La Station spatiale internationale (ISS), évoluant à environ 400 kilomètres d’altitude, subit une érosion chimique permanente provoquée par l’oxygène atomique. Ce phénomène, exacerbé par une vitesse orbitale de 8 kilomètres par seconde, dégrade les polymères et les revêtements, obligeant la NASA à tester et remplacer les matériaux les plus vulnérables.
L’espace n’est pas le vide absolu que l’on imagine souvent. À l’altitude de l’ISS, la station traverse une forme de météo chimique invisible. Le rayonnement ultraviolet du soleil brise les molécules d’oxygène (O2) pour les transformer en atomes d’oxygène isolés. Ces atomes sont extrêmement réactifs et se comportent comme un agent corrosif lent mais constant pour toute structure exposée.
La chimie corrosive de l’orbite basse
Le danger ne provient pas d’une attaque acide soudaine, mais d’une combinaison de chimie et de cinétique.
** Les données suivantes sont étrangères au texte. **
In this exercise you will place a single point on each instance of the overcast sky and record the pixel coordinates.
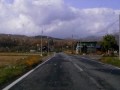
(59, 18)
Comme le rapporte Spacedaily, la vitesse de déplacement de la station, environ 8 kilomètres par seconde, rend chaque impact entre la surface du vaisseau et l’oxygène atomique suffisamment énergétique pour endommager les matériaux sur le long terme.
Ce processus d’oxydation s’attaque prioritairement aux polymères et aux matériaux oxidables situés sur l’extérieur des engins spatiaux. Les effets sont multiples : perte de masse, rugosité accrue des surfaces, assombrissement des matériaux ou apparition de fissures. Plus critique encore, les propriétés optiques des surfaces peuvent être altérées, ce qui compromet la gestion thermique ou la précision de certains instruments.
L’impact différentiel et la direction de ram
L’érosion n’est pas uniforme sur l’ensemble de la structure. Les ingénieurs distinguent deux zones principales selon l’exposition au flux d’atomes :

- La direction de ram : C’est la face du vaisseau orientée vers le sens de la marche. Elle reçoit le flux le plus violent d’oxygène atomique et subit donc l’érosion la plus sévère.
- Les surfaces de sillage : Situées à l’arrière, elles sont naturellement protégées par le corps du vaisseau et subissent une exposition bien moindre.
Les polymères à base de carbone sont particulièrement vulnérables à cette agression. Sans protection adaptée, ces matériaux, pourtant stables sur Terre, se dégradent molécule par molécule, transformant la maintenance de la station en un combat permanent contre l’usure chimique.
Le rôle du Glenn Research Center et de MISSE
Pour contrer ce phénomène, la NASA ne peut se fier uniquement aux tests terrestres. Si les chambres à vide peuvent simuler l’oxygène atomique, le rayonnement UV et les cycles thermiques, elles ne parviennent pas à reproduire parfaitement la synergie de ces facteurs telle qu’elle existe dans l’espace.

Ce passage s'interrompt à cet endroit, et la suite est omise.